Le cul m’apparut, mais un cul comme je n’en avais jamais rêvé. Si le cul de Berthe était gracieux, vraiment il était sans importance auprès de celui-là. Mes deux fesses ensemble ne faisaient pas la moitié d’une seule de ce cul miraculeux dont la chair était d’ailleurs très ferme. Il était blanc à éblouir comme les tétons et les belles cuisses.

 

Dans la fente, il y avait des poils blonds et cette fente divisait profondément ce cul étonnant en deux superbes fesses.

 

Au-dessous du cul colossal, entre les cuisses, apparaissait le con gras et juteux dans lequel je fouillai d’un doigt rigoleur.

 

Je plaçai ma poitrine contre le cul nu de la femme et essayai d’entourer de mes bras son ventre insaisissable qui pendait comme un globe majestueux.

 

Alors j’embrassai ses fesses, puis j’y frottai mon membre. Mais ma curiosité n’était pas encore satisfaite. J’ouvris les fesses et inspectai le trou du cul. Il était en relief comme le nombril et brun, mais très propre.

 

J’y mis mon doigt, mais elle eut un mouvement de recul et je craignis de lui avoir fait mal. Aussi n’insistai-je point. Je plaçai mon pine brûlante dans son con, comme un couteau dans une motte de beurre. Puis je me démenai comme un beau diable en faisant claquer mon ventre contre le cul élastique.

 

Cela me mit complètement hors de moi. Je ne savais plus ce que je faisais et j’arrivai ainsi au terme de la volupté en éjaculant pour la première fois ma semence dans le con d’une femme.

 

Je voulais m’attarder dans cette agréable position après la décharge, mais la régisseuse se retourna et se recouvrit pudiquement. Pendant qu’elle reboutonnait sa camisole, j’entendis un peitit flic-flac, c’était mon sperme qui coulait de son con et était tombé sur le sol. Elle l’étala avec le pied et frotta sa jupe entre ses cuisses pour s’essuyer.

 

Lorsqu’elle me vit devant elle la pine à demi bandante, rouge et toute humide, elle sourit, tira son mouchoir et nettoya soigneusement le membre qui l’avait fêtée.

 

« Habillez-vous donc, monsieur Roger, dit-elle, il faut que je m’en aille ; mais pour l’amour du ciel, que personne ne sache jamais, ajouta-t-elle en rougissant, ce qui s’est passé entre nous, sans ça, je ne vous aimerais plus. »

 

Je la pressai contre moi, deux baisers furent échangés et elle s’en alla, me laissant avec un flot de sensations nouvelles qui m’avaient fait presque oublier la confession.

 

 

 

VI

 

Aussi doucement que possible, je pénétrai dans l’étroit couloir.

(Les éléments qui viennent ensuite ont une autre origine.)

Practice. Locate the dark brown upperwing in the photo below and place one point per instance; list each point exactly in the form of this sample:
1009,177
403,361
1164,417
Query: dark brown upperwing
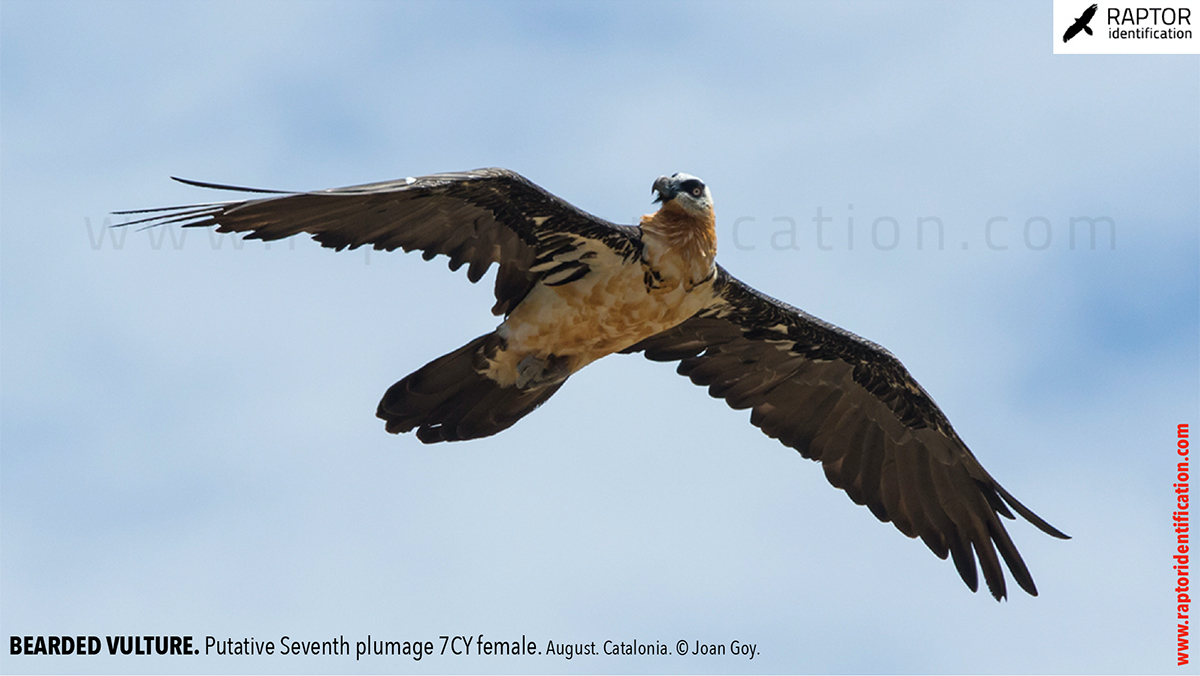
474,217
851,405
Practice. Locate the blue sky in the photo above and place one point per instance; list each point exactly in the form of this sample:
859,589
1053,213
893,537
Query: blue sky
187,442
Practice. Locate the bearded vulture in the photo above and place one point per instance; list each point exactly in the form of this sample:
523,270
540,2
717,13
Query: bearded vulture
573,288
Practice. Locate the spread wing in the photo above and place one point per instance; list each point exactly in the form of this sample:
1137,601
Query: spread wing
851,405
475,219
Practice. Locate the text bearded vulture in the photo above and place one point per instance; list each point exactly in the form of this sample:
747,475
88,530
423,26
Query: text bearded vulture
574,288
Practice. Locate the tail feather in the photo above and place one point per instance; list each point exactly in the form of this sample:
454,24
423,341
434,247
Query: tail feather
449,399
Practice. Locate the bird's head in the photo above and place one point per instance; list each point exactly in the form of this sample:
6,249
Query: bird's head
685,191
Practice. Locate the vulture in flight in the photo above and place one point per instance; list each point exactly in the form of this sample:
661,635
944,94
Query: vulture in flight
1080,24
573,288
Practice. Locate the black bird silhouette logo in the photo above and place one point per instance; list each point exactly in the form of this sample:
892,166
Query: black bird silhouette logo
1080,24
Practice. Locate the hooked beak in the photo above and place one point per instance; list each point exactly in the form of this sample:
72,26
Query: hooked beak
665,187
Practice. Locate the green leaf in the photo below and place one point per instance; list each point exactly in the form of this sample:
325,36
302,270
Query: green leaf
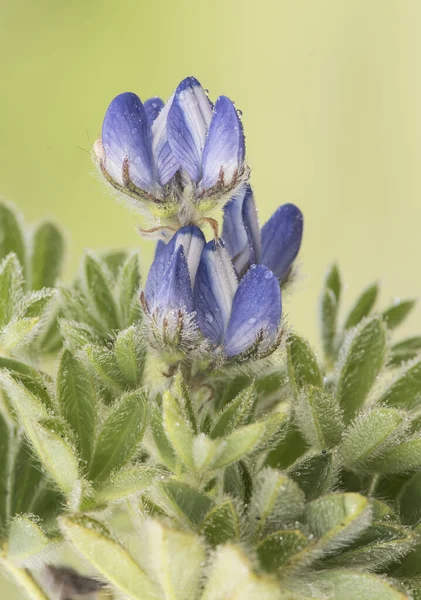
291,447
26,539
162,444
46,436
329,305
238,482
278,548
75,306
232,577
348,585
302,364
114,260
370,436
318,417
120,435
405,351
47,256
183,502
402,458
98,286
130,354
35,304
11,237
24,580
221,524
174,560
128,286
182,393
5,439
94,542
405,390
338,519
27,481
77,402
363,357
409,500
17,333
362,307
386,545
238,444
178,429
50,441
11,286
276,501
316,473
397,313
35,381
235,414
76,335
126,483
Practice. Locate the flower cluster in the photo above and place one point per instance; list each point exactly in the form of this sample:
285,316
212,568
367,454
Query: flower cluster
220,300
179,160
203,300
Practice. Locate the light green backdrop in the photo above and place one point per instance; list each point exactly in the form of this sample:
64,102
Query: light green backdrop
330,92
331,97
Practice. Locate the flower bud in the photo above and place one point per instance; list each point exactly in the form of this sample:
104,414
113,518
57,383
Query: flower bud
276,245
179,160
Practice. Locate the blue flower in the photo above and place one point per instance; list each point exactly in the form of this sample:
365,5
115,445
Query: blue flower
175,154
276,245
207,141
169,285
236,316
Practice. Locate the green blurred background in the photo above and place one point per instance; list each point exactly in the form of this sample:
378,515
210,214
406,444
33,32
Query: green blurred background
330,92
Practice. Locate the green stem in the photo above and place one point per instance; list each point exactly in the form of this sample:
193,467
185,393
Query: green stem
25,580
375,480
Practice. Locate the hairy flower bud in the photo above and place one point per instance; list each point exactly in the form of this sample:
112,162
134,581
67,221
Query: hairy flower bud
196,306
276,245
179,159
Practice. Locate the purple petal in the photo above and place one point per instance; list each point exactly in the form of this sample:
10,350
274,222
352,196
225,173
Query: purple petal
215,287
223,155
125,134
160,245
192,240
166,163
175,291
251,225
256,310
153,107
240,230
187,124
281,239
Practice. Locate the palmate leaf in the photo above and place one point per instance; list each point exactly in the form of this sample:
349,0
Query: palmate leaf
96,544
11,235
119,436
363,357
173,560
48,436
77,402
329,306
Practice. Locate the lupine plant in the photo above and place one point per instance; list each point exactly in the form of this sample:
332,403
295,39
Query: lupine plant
173,438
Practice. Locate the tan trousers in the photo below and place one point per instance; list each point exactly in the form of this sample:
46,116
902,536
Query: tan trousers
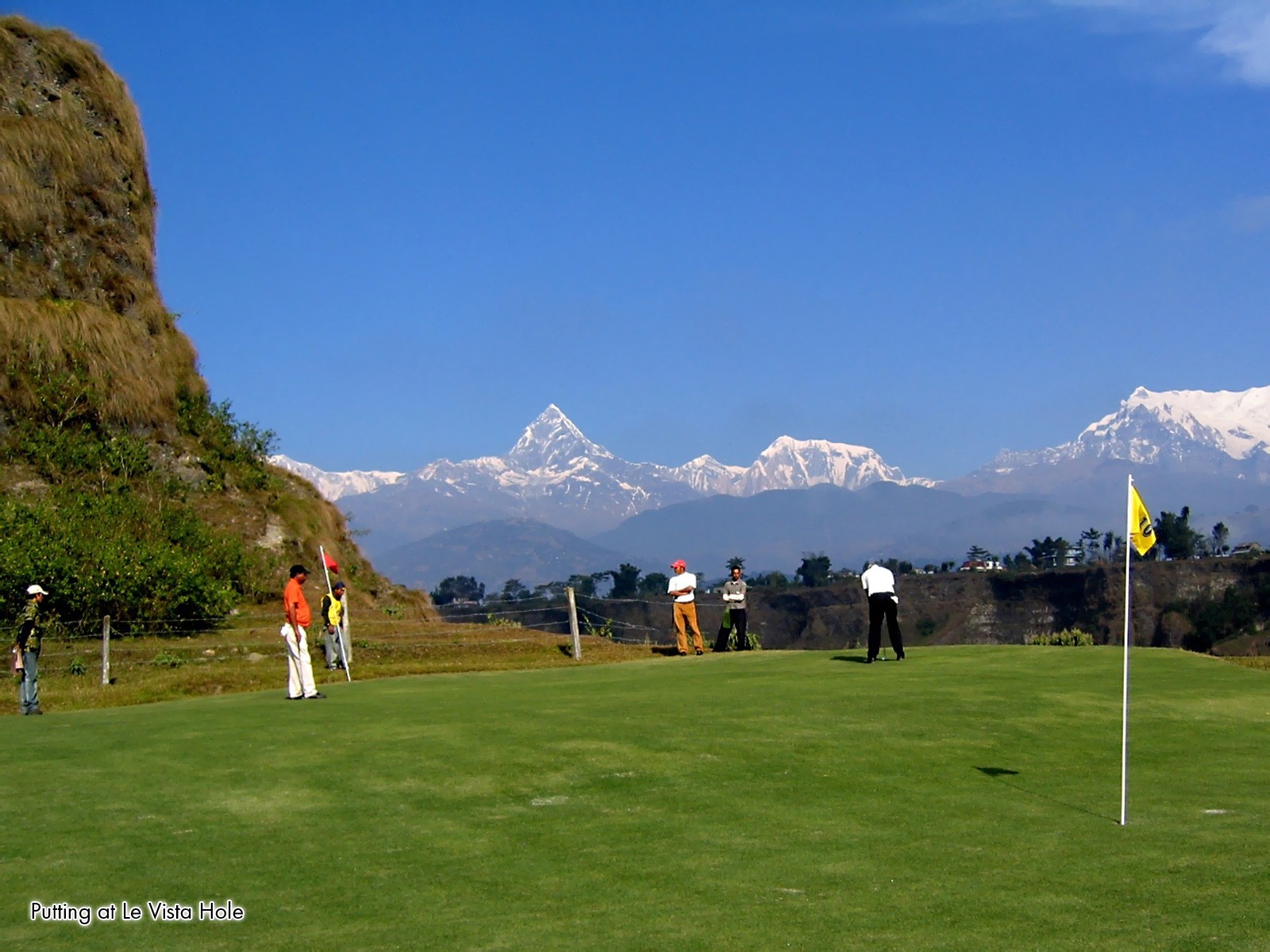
686,612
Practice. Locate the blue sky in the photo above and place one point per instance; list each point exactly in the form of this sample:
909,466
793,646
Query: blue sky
398,232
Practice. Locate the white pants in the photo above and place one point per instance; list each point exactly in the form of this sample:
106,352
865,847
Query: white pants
300,666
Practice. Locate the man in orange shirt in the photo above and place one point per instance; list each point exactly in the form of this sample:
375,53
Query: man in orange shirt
300,666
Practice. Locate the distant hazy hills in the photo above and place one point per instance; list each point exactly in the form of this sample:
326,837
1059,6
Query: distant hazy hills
1210,451
499,550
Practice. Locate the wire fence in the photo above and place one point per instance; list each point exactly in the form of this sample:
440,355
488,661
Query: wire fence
256,635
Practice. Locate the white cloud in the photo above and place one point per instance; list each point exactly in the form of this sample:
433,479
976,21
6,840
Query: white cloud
1237,31
1250,213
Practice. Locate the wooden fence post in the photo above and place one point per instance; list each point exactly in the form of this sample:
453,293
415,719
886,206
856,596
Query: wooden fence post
573,625
106,651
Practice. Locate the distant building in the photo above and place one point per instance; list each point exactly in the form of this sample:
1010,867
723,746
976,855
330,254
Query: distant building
981,565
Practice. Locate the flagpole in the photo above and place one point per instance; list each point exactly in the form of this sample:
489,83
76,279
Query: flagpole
1128,601
330,593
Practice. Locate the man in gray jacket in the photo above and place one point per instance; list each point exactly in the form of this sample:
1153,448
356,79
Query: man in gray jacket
734,601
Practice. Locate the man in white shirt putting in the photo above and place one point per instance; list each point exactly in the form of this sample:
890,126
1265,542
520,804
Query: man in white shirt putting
683,587
880,588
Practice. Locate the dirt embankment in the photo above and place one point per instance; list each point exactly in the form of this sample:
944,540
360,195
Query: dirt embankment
1221,605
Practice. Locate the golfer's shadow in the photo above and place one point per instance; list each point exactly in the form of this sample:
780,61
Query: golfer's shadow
1000,774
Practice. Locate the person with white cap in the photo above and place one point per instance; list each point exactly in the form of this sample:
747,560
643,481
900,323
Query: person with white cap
683,587
27,653
879,585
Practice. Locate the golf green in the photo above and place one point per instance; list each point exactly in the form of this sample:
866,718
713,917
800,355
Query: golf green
964,799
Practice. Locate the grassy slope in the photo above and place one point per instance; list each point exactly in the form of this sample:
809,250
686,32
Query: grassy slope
776,800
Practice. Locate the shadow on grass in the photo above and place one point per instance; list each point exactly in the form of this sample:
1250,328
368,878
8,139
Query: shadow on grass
999,774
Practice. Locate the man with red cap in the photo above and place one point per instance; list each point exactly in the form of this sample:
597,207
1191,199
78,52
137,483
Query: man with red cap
683,587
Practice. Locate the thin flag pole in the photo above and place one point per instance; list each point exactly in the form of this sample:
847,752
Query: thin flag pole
330,593
1128,602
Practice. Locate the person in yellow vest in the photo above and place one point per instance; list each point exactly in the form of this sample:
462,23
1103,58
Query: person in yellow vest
332,617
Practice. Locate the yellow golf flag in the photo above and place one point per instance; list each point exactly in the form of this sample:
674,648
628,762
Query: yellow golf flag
1143,535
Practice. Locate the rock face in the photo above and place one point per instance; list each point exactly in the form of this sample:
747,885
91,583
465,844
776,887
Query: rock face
76,235
97,384
986,608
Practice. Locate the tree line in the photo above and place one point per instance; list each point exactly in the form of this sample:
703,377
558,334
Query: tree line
1175,539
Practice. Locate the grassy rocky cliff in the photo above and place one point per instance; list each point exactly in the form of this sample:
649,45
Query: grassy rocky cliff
1219,606
124,488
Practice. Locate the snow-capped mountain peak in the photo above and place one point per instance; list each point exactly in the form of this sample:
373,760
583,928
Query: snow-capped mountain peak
334,486
1236,423
1175,427
552,441
797,463
558,475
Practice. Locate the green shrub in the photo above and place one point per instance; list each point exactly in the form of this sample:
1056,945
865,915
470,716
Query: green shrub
1068,636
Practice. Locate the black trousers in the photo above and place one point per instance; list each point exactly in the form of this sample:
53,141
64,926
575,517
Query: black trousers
879,607
738,625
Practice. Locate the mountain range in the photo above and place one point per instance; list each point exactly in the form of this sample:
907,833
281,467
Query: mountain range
558,476
1210,451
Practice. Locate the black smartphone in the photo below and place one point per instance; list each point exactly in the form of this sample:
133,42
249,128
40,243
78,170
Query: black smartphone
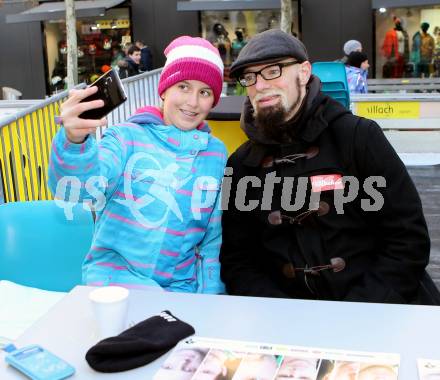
111,90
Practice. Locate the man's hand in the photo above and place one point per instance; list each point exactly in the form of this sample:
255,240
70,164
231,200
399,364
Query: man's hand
78,129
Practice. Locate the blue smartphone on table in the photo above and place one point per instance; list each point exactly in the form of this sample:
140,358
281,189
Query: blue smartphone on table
38,363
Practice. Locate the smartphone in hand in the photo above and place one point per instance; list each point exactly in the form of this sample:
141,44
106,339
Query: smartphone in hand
110,90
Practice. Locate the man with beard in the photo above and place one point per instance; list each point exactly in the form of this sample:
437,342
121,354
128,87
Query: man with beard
317,203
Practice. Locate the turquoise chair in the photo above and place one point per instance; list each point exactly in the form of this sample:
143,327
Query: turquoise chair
40,247
334,80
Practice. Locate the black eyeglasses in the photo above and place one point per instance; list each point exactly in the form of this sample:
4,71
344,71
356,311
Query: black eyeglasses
270,72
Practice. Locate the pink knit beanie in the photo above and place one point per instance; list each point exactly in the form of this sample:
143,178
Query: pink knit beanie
192,58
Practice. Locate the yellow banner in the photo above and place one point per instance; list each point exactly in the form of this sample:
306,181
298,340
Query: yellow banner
388,110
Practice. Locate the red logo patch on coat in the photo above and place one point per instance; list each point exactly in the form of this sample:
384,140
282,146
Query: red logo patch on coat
326,182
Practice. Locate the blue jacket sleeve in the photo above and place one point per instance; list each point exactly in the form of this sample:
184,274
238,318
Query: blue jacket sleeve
208,270
84,172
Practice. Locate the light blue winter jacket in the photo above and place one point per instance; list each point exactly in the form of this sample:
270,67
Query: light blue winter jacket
157,193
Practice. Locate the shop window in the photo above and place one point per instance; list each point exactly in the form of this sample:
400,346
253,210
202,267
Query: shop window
101,42
408,42
230,31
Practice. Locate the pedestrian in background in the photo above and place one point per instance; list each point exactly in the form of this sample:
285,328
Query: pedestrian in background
357,72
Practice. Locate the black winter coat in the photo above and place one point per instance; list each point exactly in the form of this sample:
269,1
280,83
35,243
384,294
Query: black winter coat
377,256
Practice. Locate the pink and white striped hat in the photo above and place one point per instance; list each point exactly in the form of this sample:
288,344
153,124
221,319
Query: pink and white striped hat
192,58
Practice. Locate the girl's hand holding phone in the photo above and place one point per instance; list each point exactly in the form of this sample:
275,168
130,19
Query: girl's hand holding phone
77,129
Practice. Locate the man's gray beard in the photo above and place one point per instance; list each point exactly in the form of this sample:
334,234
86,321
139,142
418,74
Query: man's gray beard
272,121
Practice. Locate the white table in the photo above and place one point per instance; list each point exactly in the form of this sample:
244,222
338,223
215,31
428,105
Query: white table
68,330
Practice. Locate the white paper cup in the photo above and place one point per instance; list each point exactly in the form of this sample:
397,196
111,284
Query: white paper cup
110,305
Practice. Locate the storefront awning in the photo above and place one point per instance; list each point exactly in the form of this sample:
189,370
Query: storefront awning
229,5
376,4
57,10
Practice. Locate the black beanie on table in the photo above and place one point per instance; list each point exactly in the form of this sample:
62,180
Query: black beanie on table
138,345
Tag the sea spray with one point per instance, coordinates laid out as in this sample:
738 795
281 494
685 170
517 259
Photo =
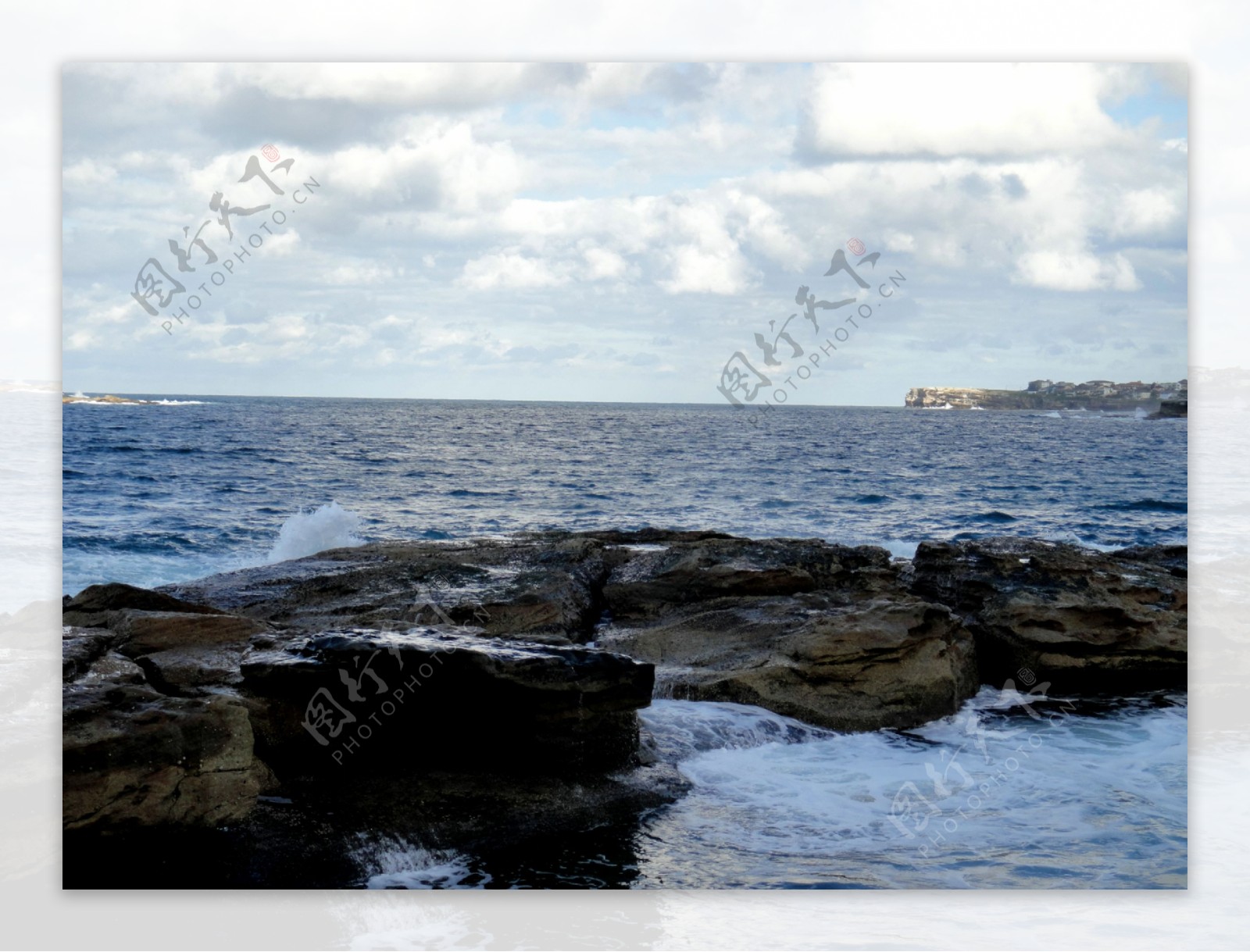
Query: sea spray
329 526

J’étais en savates et je m’approchai de la cloison de bois. J’eus bientôt trouvé la place d’où l’on entendait le mieux. Le capucin s’était arrangé pour que seule la personne qui se confessait restât dans l’oratoire, tandis que ceux qui attendaient se tenaient dans la chapelle.

 

En conséquence, on n’avait pas besoin de parler à voix basse. Et la conversation était très distincte. Je remarquai à la voix qu’un paysan était au confessionnal. La confession devait être commencée depuis longtemps, car le capucin parla ainsi :

 

 

 

Le Confesseur. – Ainsi tu dis que dans les cabinets tu joues toujours avec ton membre. Pourquoi le fais-tu ? Combien de temps, et cela s’est-il reproduit souvent ?

 

Le Paysan. – En général, deux fois par semaine, mais parfois tous les jours, jusqu’à ce que ça vienne. Je ne peux pas m’en empêcher, ça me fait trop de bien.